For Bostrom, the very purpose of “humanity” is so transparently to engineer a “posthumanity” that he can use the second term as a synonym for the first. This is not an oversight but the key to his appeal in Silicon Valley: the belief that the grandest task before technologists is not to engineer prosperity and well-being for humanity but to build a kind of portal through which we might pass into another, possibly eternal kind of existence, a technological rapture in which conceivably many—the billions lacking access to broadband, to begin with—would be left behind. It would be very hard, after all, to upload your brain to the cloud when you’re buying pay-as-you-go data by the SIM card.
The world that would be left behind is the one being presently pummeled by climate change.

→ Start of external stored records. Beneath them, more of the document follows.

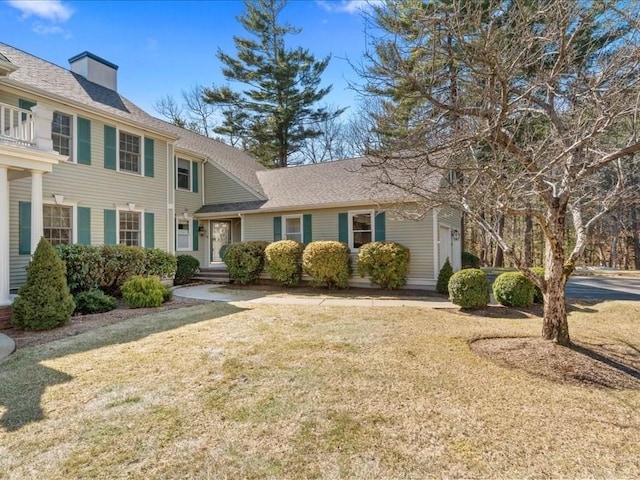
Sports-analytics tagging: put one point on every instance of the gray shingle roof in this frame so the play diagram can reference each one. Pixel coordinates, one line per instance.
(39, 74)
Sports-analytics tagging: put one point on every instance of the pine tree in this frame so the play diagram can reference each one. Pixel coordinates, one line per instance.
(282, 86)
(44, 301)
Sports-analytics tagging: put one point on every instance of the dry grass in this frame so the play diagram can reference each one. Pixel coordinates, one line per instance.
(217, 391)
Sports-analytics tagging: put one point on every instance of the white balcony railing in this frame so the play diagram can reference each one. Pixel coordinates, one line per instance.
(17, 125)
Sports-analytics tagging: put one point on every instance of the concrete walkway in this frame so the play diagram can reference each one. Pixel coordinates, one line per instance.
(7, 346)
(217, 293)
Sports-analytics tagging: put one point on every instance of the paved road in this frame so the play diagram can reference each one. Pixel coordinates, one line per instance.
(600, 288)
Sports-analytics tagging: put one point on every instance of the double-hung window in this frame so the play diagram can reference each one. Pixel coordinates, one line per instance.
(130, 231)
(184, 174)
(130, 153)
(183, 241)
(361, 228)
(61, 133)
(58, 224)
(292, 227)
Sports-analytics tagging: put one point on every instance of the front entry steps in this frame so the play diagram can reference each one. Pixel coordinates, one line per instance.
(212, 275)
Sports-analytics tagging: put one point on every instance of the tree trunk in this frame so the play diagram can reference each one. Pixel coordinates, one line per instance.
(498, 261)
(528, 241)
(554, 324)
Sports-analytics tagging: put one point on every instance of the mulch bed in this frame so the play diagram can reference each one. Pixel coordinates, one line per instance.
(83, 323)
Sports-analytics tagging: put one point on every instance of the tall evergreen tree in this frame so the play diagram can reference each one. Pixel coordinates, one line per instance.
(283, 85)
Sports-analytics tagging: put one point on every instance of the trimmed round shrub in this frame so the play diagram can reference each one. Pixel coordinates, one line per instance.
(513, 289)
(283, 262)
(44, 301)
(83, 266)
(386, 263)
(142, 292)
(94, 301)
(327, 263)
(159, 263)
(469, 260)
(245, 261)
(120, 262)
(469, 288)
(537, 293)
(187, 267)
(442, 286)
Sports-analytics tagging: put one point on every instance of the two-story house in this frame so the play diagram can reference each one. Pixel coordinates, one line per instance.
(80, 163)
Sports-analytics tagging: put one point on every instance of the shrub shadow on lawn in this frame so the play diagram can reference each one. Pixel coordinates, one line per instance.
(24, 379)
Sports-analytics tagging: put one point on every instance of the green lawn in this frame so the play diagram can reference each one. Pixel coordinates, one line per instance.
(220, 392)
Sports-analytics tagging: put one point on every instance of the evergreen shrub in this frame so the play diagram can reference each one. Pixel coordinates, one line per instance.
(442, 286)
(386, 263)
(142, 292)
(44, 301)
(187, 267)
(328, 263)
(245, 261)
(94, 301)
(513, 289)
(283, 261)
(469, 288)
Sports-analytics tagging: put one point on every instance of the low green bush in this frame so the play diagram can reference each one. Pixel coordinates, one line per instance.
(187, 267)
(44, 301)
(469, 260)
(537, 293)
(142, 292)
(120, 262)
(469, 288)
(386, 263)
(442, 285)
(513, 289)
(245, 261)
(83, 266)
(159, 263)
(327, 263)
(283, 262)
(94, 301)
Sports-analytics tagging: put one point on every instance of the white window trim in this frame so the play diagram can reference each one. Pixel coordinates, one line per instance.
(373, 226)
(129, 209)
(135, 134)
(191, 163)
(190, 221)
(284, 226)
(74, 217)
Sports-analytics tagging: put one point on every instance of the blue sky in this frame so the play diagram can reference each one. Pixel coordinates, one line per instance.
(163, 46)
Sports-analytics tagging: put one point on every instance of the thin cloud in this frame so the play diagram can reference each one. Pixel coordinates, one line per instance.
(347, 6)
(52, 10)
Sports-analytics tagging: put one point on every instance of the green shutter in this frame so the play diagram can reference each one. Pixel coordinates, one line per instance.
(148, 157)
(84, 141)
(110, 227)
(381, 227)
(84, 225)
(109, 147)
(149, 234)
(277, 229)
(195, 166)
(306, 229)
(25, 105)
(343, 227)
(24, 228)
(195, 234)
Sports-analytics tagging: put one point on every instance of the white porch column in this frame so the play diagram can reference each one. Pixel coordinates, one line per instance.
(37, 228)
(5, 298)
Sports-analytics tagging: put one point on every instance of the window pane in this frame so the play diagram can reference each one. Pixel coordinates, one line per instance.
(57, 223)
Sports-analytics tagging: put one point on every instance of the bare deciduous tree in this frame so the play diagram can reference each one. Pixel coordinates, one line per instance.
(540, 86)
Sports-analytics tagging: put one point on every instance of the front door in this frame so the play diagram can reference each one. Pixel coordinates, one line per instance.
(220, 236)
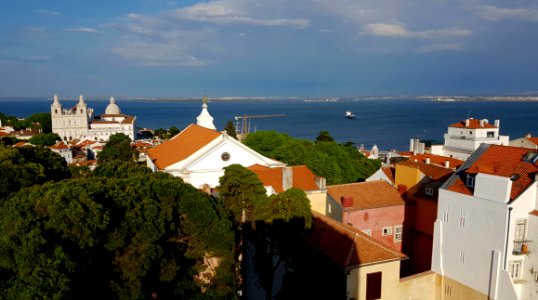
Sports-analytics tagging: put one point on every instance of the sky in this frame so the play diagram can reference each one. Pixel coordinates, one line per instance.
(305, 48)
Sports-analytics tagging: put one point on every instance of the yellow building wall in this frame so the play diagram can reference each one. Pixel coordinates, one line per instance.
(318, 201)
(407, 176)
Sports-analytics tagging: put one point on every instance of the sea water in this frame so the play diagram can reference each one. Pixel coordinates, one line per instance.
(388, 123)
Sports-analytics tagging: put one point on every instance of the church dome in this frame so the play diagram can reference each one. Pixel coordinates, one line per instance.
(112, 108)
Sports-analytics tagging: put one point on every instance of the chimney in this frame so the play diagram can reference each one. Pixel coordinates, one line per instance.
(287, 178)
(347, 201)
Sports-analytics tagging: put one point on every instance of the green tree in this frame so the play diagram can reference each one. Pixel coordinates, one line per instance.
(324, 136)
(45, 139)
(118, 147)
(240, 191)
(43, 119)
(230, 129)
(145, 236)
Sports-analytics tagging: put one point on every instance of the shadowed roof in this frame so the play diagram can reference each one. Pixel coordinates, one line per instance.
(505, 161)
(473, 124)
(182, 145)
(370, 194)
(346, 245)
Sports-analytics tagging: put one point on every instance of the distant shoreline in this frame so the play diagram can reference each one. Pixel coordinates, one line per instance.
(291, 98)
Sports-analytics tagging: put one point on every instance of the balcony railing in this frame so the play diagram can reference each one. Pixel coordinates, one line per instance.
(520, 247)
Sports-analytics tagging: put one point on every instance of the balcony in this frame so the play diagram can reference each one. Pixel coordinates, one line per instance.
(520, 247)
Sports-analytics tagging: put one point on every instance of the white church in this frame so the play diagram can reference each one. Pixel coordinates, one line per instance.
(79, 121)
(199, 153)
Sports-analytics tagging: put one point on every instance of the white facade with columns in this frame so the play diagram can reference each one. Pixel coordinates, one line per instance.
(79, 122)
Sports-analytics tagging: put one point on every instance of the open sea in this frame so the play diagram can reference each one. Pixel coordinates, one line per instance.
(389, 123)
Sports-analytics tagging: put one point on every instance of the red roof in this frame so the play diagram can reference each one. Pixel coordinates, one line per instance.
(473, 124)
(346, 245)
(502, 161)
(182, 145)
(302, 177)
(370, 194)
(533, 140)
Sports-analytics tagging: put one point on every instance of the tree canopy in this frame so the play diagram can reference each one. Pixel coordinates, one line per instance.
(338, 163)
(138, 237)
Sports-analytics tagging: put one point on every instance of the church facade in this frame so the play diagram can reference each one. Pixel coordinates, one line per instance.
(79, 121)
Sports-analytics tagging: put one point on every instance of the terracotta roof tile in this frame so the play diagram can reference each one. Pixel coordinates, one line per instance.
(432, 171)
(389, 172)
(502, 161)
(182, 145)
(473, 124)
(346, 245)
(533, 140)
(371, 194)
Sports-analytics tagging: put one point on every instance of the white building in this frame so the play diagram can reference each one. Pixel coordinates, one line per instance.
(484, 245)
(464, 137)
(79, 122)
(199, 153)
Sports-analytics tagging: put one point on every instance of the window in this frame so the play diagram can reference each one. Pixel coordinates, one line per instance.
(387, 230)
(373, 286)
(515, 269)
(470, 180)
(398, 233)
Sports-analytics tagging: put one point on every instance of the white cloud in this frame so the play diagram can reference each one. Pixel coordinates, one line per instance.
(83, 29)
(441, 47)
(399, 31)
(493, 13)
(222, 12)
(48, 12)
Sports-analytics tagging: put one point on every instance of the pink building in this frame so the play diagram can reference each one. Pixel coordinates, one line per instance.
(376, 208)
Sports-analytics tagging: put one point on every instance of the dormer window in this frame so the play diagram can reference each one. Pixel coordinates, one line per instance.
(470, 181)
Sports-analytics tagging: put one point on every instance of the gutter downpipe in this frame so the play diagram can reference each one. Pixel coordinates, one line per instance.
(507, 236)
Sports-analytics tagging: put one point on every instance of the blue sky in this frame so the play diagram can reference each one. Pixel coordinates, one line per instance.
(268, 47)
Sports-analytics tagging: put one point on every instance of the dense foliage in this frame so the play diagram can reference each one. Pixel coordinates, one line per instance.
(38, 121)
(338, 163)
(138, 235)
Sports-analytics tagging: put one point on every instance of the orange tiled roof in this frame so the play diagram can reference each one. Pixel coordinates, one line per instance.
(389, 172)
(533, 140)
(303, 178)
(346, 245)
(473, 124)
(182, 145)
(432, 171)
(502, 161)
(370, 194)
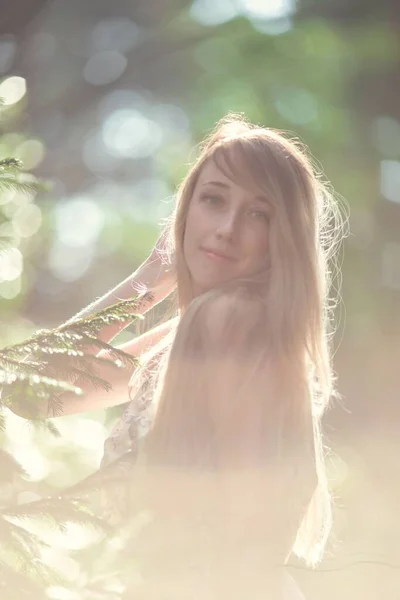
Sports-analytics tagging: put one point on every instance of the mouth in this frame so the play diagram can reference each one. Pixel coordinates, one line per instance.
(217, 255)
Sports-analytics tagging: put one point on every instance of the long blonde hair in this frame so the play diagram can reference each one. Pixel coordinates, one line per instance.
(287, 334)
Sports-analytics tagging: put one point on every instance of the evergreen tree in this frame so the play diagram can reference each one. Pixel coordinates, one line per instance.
(36, 373)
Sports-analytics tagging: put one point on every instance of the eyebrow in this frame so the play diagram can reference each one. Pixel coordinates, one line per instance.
(226, 186)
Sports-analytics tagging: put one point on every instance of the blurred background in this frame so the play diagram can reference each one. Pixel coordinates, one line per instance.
(106, 101)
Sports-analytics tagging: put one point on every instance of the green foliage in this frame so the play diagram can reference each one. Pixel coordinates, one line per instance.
(34, 373)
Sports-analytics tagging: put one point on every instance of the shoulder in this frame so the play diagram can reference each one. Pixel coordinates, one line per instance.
(225, 314)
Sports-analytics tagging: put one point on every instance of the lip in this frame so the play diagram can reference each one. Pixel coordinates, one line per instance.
(216, 255)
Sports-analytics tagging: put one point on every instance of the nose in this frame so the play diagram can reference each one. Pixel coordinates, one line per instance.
(228, 226)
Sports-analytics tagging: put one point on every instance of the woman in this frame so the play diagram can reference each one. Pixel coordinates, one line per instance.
(232, 389)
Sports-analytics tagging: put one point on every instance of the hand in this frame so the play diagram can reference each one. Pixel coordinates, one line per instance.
(158, 273)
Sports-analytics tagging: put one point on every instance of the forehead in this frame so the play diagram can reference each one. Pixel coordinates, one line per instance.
(211, 172)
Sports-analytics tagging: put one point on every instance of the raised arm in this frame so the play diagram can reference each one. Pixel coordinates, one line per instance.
(155, 275)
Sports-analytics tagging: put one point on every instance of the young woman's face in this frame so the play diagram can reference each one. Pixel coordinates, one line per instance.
(226, 234)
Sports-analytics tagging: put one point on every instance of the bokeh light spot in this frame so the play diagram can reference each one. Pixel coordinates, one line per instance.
(12, 90)
(27, 220)
(390, 180)
(11, 264)
(78, 222)
(297, 105)
(31, 153)
(129, 134)
(214, 12)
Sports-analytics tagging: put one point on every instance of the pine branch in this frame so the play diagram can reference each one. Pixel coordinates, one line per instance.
(43, 368)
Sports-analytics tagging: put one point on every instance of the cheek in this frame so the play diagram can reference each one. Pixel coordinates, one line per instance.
(258, 247)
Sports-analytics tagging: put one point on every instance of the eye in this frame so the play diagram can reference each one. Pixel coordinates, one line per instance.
(259, 215)
(211, 199)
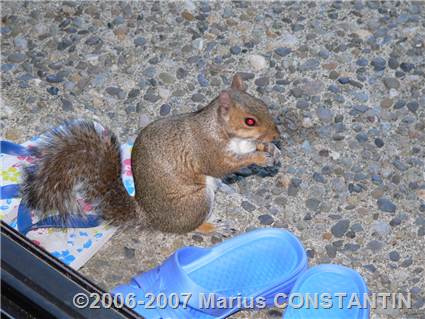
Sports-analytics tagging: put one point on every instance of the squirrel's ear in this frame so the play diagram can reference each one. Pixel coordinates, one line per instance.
(225, 102)
(238, 84)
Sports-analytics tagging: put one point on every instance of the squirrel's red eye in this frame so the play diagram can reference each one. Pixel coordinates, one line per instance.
(249, 121)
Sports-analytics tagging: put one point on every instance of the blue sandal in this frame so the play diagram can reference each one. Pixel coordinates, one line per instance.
(261, 263)
(344, 286)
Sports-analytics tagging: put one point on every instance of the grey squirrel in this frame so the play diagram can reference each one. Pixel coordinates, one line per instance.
(175, 163)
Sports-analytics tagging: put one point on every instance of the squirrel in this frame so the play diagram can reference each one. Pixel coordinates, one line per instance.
(176, 163)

And Bostrom isn’t alone, of course, in identifying that risk as species-wide. There are the thousands, perhaps hundreds of thousands, of scientists now seeming to scream daily, with each extreme-weather event and new research paper, for the attention of lay readers; and no more hysterical a figure than Barack Obama was fond of using the phrase “existential threat.” And yet it is perhaps a sign of our culture’s heliotropism toward technology that aside perhaps from proposals to colonize other planets, and visions of technology liberating humans from most biological or environmental needs, we have not yet developed anything close to a religion of meaning around climate change that might comfort us, or give us purpose, in the face of possible annihilation.